Just a guess: since the world is primarily long, puts are more often bought for tail protection, and therefore carry a volatility premium.
Great video. Loved it ❤️
in the formulae for realized vol he assumed the returns had zero mean?
What i'm really confused about is when you're making this API call is understanding whether this is a 4 dimensional array? Said differently, for each t_i are you returning, for that day, ALL the strikes for MSFT between 13:00 and 14:00? (thus 4 dimensional as you'd have the 'smile' for each option on that day at that time ) OR are you returning only the strike prices of ATM options on MSFT between 13:00 and 14:00? Sorry, may be a silly question
3:35 A small mistake here, in d1, it should be (r+sigma^2)T.

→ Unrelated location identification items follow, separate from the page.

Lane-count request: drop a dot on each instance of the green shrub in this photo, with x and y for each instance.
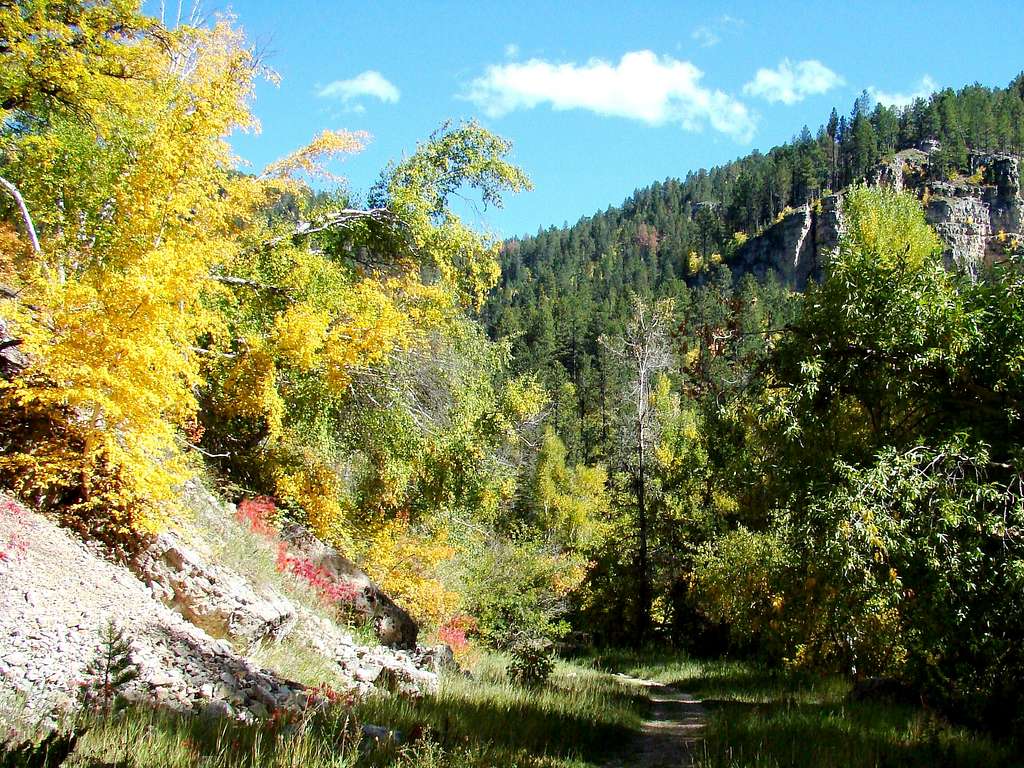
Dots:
(532, 662)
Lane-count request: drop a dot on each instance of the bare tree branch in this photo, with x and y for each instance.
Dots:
(26, 217)
(340, 220)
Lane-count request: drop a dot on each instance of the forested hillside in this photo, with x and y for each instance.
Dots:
(298, 473)
(810, 476)
(676, 231)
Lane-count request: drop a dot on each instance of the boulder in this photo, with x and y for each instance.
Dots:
(394, 627)
(216, 600)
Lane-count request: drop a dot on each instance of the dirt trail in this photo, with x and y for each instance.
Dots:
(672, 736)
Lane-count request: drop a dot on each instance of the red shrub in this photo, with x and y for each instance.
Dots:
(454, 631)
(316, 577)
(257, 513)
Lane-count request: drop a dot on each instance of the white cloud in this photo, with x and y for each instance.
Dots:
(926, 87)
(793, 82)
(642, 86)
(370, 83)
(708, 35)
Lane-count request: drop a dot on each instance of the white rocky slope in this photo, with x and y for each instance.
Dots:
(56, 593)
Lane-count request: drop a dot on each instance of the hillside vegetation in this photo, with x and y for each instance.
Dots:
(606, 435)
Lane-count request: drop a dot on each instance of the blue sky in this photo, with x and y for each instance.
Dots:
(601, 97)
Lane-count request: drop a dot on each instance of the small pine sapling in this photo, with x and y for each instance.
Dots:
(111, 670)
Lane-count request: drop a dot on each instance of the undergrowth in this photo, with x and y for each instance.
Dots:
(764, 718)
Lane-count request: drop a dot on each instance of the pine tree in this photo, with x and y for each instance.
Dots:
(111, 670)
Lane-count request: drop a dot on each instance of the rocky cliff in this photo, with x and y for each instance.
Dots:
(205, 631)
(974, 215)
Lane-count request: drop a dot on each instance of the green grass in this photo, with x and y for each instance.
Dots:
(757, 718)
(766, 718)
(582, 717)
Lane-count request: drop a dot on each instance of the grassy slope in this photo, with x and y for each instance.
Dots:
(577, 721)
(761, 718)
(757, 718)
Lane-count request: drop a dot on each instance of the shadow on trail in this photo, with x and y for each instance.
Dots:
(672, 734)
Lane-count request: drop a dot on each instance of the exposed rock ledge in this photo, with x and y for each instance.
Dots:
(56, 593)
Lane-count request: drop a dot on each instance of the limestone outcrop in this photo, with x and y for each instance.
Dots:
(57, 592)
(211, 597)
(973, 215)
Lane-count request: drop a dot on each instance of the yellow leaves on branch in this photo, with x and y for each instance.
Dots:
(127, 189)
(407, 565)
(311, 160)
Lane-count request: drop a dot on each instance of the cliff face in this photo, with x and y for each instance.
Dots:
(969, 215)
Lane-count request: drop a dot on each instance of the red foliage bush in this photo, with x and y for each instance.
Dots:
(454, 632)
(257, 513)
(17, 544)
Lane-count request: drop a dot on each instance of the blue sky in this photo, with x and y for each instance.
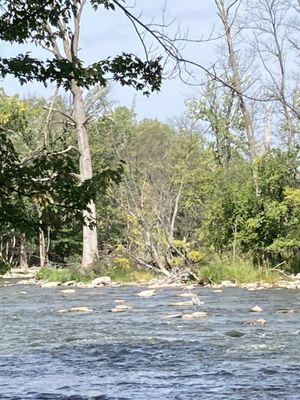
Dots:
(109, 33)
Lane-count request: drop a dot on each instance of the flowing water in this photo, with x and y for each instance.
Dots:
(141, 355)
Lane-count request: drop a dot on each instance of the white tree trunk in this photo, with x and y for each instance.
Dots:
(90, 241)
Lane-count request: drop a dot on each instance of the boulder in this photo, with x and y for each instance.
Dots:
(27, 282)
(286, 311)
(81, 309)
(255, 322)
(76, 310)
(50, 284)
(67, 291)
(120, 308)
(147, 293)
(69, 283)
(195, 315)
(181, 303)
(101, 281)
(171, 316)
(256, 309)
(234, 334)
(228, 284)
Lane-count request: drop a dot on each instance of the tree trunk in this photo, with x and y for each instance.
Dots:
(237, 83)
(42, 246)
(90, 241)
(23, 253)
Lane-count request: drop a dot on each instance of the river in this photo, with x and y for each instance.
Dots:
(139, 355)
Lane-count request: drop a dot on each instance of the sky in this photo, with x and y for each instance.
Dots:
(106, 34)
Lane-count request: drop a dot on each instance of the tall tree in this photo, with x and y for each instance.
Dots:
(55, 25)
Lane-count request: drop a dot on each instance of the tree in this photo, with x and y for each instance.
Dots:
(55, 25)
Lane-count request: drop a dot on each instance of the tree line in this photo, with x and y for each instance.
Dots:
(220, 181)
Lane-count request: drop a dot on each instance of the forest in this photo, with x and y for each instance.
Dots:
(87, 186)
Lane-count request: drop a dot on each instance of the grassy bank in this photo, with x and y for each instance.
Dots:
(239, 272)
(117, 275)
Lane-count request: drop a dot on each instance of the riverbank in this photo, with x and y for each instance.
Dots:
(46, 279)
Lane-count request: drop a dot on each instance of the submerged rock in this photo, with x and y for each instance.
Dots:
(194, 315)
(50, 284)
(286, 311)
(101, 281)
(234, 333)
(256, 309)
(181, 303)
(120, 308)
(66, 291)
(69, 283)
(146, 293)
(255, 322)
(76, 310)
(171, 316)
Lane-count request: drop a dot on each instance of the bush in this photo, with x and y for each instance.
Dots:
(242, 271)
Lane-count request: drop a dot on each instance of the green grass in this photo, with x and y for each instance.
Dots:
(239, 272)
(117, 275)
(65, 274)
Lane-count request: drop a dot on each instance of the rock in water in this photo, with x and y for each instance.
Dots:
(50, 284)
(181, 303)
(234, 334)
(197, 314)
(256, 309)
(286, 311)
(255, 322)
(121, 308)
(76, 309)
(146, 293)
(102, 280)
(66, 291)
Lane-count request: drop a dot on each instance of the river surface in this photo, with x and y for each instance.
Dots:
(139, 355)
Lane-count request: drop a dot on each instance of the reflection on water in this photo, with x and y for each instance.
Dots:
(141, 355)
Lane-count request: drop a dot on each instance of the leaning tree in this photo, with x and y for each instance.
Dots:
(55, 25)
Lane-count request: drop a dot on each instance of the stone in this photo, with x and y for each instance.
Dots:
(146, 293)
(256, 309)
(67, 291)
(228, 284)
(50, 284)
(120, 308)
(234, 333)
(286, 311)
(68, 283)
(27, 282)
(255, 322)
(250, 286)
(171, 316)
(76, 310)
(81, 309)
(102, 280)
(81, 285)
(194, 315)
(181, 303)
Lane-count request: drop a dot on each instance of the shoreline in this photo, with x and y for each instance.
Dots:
(29, 279)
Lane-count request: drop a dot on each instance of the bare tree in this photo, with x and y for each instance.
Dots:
(269, 21)
(227, 12)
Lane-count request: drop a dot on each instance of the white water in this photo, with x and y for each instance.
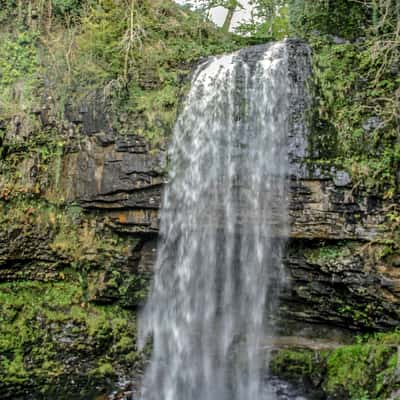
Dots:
(223, 227)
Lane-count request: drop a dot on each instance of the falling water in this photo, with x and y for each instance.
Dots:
(223, 226)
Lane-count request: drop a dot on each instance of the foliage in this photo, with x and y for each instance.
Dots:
(364, 370)
(269, 19)
(357, 84)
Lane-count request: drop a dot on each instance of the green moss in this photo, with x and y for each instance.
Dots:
(329, 253)
(104, 370)
(361, 370)
(293, 365)
(50, 323)
(365, 370)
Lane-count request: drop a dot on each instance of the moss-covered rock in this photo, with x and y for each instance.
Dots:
(54, 343)
(365, 370)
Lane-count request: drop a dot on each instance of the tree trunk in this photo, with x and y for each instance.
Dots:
(228, 19)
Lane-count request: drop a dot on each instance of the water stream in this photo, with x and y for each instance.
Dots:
(223, 228)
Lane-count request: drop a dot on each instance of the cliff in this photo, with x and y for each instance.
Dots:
(80, 193)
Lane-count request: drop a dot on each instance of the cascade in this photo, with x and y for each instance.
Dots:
(223, 228)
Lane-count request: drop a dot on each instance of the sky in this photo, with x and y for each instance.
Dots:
(218, 14)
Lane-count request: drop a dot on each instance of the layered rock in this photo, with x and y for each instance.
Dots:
(121, 179)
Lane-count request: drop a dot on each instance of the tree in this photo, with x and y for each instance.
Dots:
(230, 5)
(269, 18)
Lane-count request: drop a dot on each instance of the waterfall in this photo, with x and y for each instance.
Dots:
(223, 228)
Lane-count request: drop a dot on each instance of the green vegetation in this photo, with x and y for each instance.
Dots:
(365, 370)
(43, 325)
(357, 82)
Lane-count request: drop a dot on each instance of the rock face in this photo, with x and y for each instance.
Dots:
(89, 256)
(334, 277)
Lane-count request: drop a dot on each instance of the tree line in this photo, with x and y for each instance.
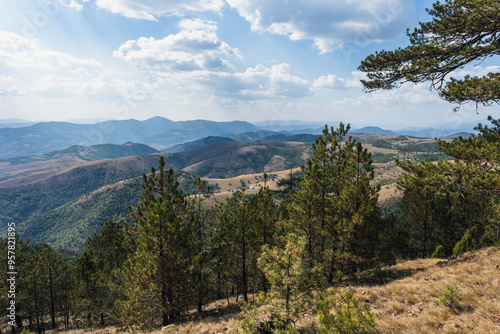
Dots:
(323, 227)
(176, 255)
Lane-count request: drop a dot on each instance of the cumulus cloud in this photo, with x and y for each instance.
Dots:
(332, 81)
(149, 9)
(195, 47)
(73, 4)
(406, 95)
(329, 23)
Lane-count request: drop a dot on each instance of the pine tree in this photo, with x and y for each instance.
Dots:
(460, 32)
(156, 274)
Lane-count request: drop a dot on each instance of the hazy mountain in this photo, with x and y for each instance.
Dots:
(88, 153)
(197, 143)
(157, 132)
(374, 130)
(458, 134)
(301, 138)
(251, 136)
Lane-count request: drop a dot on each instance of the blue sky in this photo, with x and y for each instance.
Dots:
(220, 60)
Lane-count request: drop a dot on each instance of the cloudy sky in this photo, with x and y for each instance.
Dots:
(220, 60)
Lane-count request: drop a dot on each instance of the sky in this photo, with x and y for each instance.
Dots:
(221, 60)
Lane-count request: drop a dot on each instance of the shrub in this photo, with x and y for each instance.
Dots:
(469, 242)
(451, 298)
(439, 253)
(345, 315)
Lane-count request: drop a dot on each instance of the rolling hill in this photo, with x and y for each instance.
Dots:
(157, 132)
(62, 197)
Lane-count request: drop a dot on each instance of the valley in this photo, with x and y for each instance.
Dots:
(62, 197)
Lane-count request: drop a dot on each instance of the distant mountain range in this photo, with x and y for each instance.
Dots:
(17, 140)
(157, 132)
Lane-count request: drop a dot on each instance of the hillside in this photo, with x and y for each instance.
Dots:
(404, 299)
(87, 153)
(62, 197)
(157, 132)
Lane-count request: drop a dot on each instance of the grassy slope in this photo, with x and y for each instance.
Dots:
(404, 299)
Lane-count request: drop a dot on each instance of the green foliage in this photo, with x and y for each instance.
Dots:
(346, 315)
(248, 323)
(439, 253)
(451, 298)
(469, 242)
(442, 201)
(158, 273)
(460, 32)
(292, 283)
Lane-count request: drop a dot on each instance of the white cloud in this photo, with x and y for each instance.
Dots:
(21, 52)
(260, 83)
(10, 85)
(475, 71)
(331, 81)
(195, 47)
(406, 95)
(149, 9)
(73, 4)
(329, 23)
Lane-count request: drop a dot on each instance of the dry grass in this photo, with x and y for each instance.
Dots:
(404, 299)
(411, 304)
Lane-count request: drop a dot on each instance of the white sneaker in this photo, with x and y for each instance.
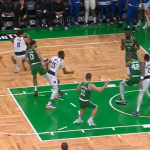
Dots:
(91, 123)
(145, 27)
(17, 70)
(79, 121)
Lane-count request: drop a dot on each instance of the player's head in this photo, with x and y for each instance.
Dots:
(128, 35)
(21, 33)
(61, 54)
(146, 57)
(88, 76)
(64, 146)
(130, 57)
(33, 43)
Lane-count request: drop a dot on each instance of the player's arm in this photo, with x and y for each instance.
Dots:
(98, 89)
(39, 55)
(122, 44)
(137, 46)
(64, 69)
(78, 87)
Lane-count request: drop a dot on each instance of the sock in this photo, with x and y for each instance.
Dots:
(94, 19)
(86, 15)
(122, 84)
(139, 100)
(128, 71)
(35, 88)
(147, 92)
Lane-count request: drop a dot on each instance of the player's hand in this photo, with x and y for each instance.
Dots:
(106, 82)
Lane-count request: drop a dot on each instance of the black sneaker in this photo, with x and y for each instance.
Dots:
(35, 93)
(136, 113)
(119, 25)
(126, 29)
(121, 101)
(133, 29)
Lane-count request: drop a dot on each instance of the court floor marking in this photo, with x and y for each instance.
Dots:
(24, 114)
(110, 103)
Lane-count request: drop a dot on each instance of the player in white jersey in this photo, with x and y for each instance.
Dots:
(20, 48)
(144, 84)
(56, 63)
(145, 7)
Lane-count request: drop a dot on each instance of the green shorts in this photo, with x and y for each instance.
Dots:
(87, 104)
(134, 54)
(37, 68)
(132, 80)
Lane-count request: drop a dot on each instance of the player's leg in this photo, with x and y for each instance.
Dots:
(94, 111)
(101, 13)
(76, 12)
(135, 12)
(145, 85)
(107, 14)
(92, 6)
(14, 60)
(87, 8)
(113, 7)
(145, 7)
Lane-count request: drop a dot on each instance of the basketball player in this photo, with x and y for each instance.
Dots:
(89, 4)
(104, 6)
(36, 64)
(56, 63)
(131, 46)
(121, 7)
(144, 84)
(145, 7)
(132, 10)
(85, 95)
(20, 48)
(135, 77)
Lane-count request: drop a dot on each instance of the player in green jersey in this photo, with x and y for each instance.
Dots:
(85, 95)
(36, 63)
(131, 46)
(135, 77)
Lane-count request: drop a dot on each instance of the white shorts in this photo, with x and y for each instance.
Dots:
(18, 57)
(145, 6)
(89, 4)
(145, 84)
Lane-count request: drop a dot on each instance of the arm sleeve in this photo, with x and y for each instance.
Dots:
(62, 64)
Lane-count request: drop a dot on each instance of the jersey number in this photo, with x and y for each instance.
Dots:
(135, 67)
(82, 92)
(18, 44)
(31, 56)
(53, 64)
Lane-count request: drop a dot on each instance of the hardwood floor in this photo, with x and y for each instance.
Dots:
(99, 55)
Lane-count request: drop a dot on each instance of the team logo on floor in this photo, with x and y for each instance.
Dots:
(7, 36)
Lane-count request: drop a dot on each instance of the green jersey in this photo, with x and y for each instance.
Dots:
(33, 57)
(135, 68)
(85, 92)
(129, 45)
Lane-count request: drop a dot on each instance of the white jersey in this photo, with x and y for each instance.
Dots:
(56, 64)
(147, 68)
(19, 44)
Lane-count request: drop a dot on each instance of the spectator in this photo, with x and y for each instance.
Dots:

Interesting question, but I don't have the answer! But may I suggest a topic for a futrure video. As you know the US market is now having a lot of high yield etf. It would be very interesting to be able to evaluate the risk on some of those etf that use synthetic covered call strategy: writing calls on security that the etf do not owns!😁
thanks for your site with code examples
Hey, do you know the best place to find monthly fundamental data for stocks, over the span of decades? For back testing. And one that takes into account survivorship vials for delisted stocks.
Is it possible to calculate iv in Excel sheet sir ..pls make a video on implied volatility 🎉
Hi everyone, can someone ask this important question ,please ?:
If you buy a call/put option that only has intrinsic value, then you can almost forget about Theta an IV because the option price movement will not be affected by them?
is that right? :
Theta and IV only applies to the extrinic value part and not to the intrinsic value part of the price of the option?
Else, if you buy a call/put option with both intrinsic and extrinsic value, but, the amount of intrinsic value is bigger than the extrinsic value , you can only lose money if your option ends OTM?I mean, even if end up losing all the extrinsic value, because your option ends ITM (you get right the direction of the stock movement) , still has intrinsic value (and bigger than the one it had when you bought it)
You can only lose (because of theta and IV) the extrinsic value part , not more than that?
Thanks in advance
I forward your question to ChatGPT4, and here is the reply:
"Yes, in a perfect world without arbitrage opportunities, the implied volatility for a call and a put with the same strike price and expiration should be the same. This property is a result of put-call parity, which is a fundamental principle in options pricing that defines a relationship between the price of European put and call options of the same class (i.e., with the same underlying asset, strike price and expiration date).
However, in the real world, slight discrepancies can occur due to factors such as bid-ask spreads, transaction costs, and liquidity issues. These differences, while typically small, can result in slightly different implied volatilities when calculated from observed market prices of put and call options.
That said, if you see a significant difference between implied volatilities of a put and a call with the same strike and expiration, it might indicate an arbitrage opportunity, a problem with the data, or a violation of some assumption of the Black-Scholes model or the conditions required for put-call parity to hold."
Clients' life plans could be the reason of the premium difference.
(๑˙❥˙๑)
I believe what you’re calculating is “historical volatility”, not “realized volatility”. Every trust worthy research paper defines realized volatility in terms of intraday “high frequency” returns, not daily historical ones. So to get the realized volatility, for example, one would take 5-minute intraday returns and use a formula similar to historical volatility to calculate the realized volatility for that day. So your reference to realized volatility is misleading.